O Partido Comunista do Brasil tornou-se vítima de caça às bruxas, estimulada por sentimentos autoritários latentes em segmentos de peso da sociedade brasileira. Foi execrado como uma ameaça terrível à paz da sociedade brasileira – na verdade, aos privilégios dos representantes das classes dominantes, lideradas, como sempre, pelo poder econômico, que não queriam perder esses privilégios e acreditavam que eles ficariam intocados por via da supressão de figuras consideradas nefastas ou nocivas às instituições democráticas. Dizia-se que os comunistas valiam-se da democracia para destruí-la e, em seu lugar, implantarem o totalitarismo. Mais tarde, insinuaram até que comunista comia criancinha, numa retórica nojenta que visava a espalhar o terror moderno como estratégia de manutenção dos privilégios saqueados.

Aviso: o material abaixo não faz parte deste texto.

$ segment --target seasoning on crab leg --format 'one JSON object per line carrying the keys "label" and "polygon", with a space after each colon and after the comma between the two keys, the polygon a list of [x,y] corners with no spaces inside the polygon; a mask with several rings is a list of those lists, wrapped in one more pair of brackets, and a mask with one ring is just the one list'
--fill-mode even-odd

A postura do ministro José Américo de Almeida diante da paranoia anticomunista que prosperava de forma calculada em certa fase da vida política-institucional brasileira reveste-se de grandeza e exemplaridade por simbolizar o preparo do paraibano ilustre para a convivência com os contrários. Não poderia ser diferente, conhecendo-se, como se conhecia, a visão humanista e liberal de José Américo, que teve a coragem de dar o grito que acabou com a censura do Estado Novo, ao conceder a célebre entrevista a Carlos Lacerda. Era uma conjuntura em que havia homens públicos de escol, que tinham palavra e tinham compromisso com o interesse público, diferentemente dos protagonistas de outras épocas que fizeram da atividade política a arte de roubar, num escárnio ao eleitor e numa falta de absoluto decoro. José Américo pelejava por ideias – mas isso é muito raro, até entre expoentes de esquerdado sombrio cenário brasileiro.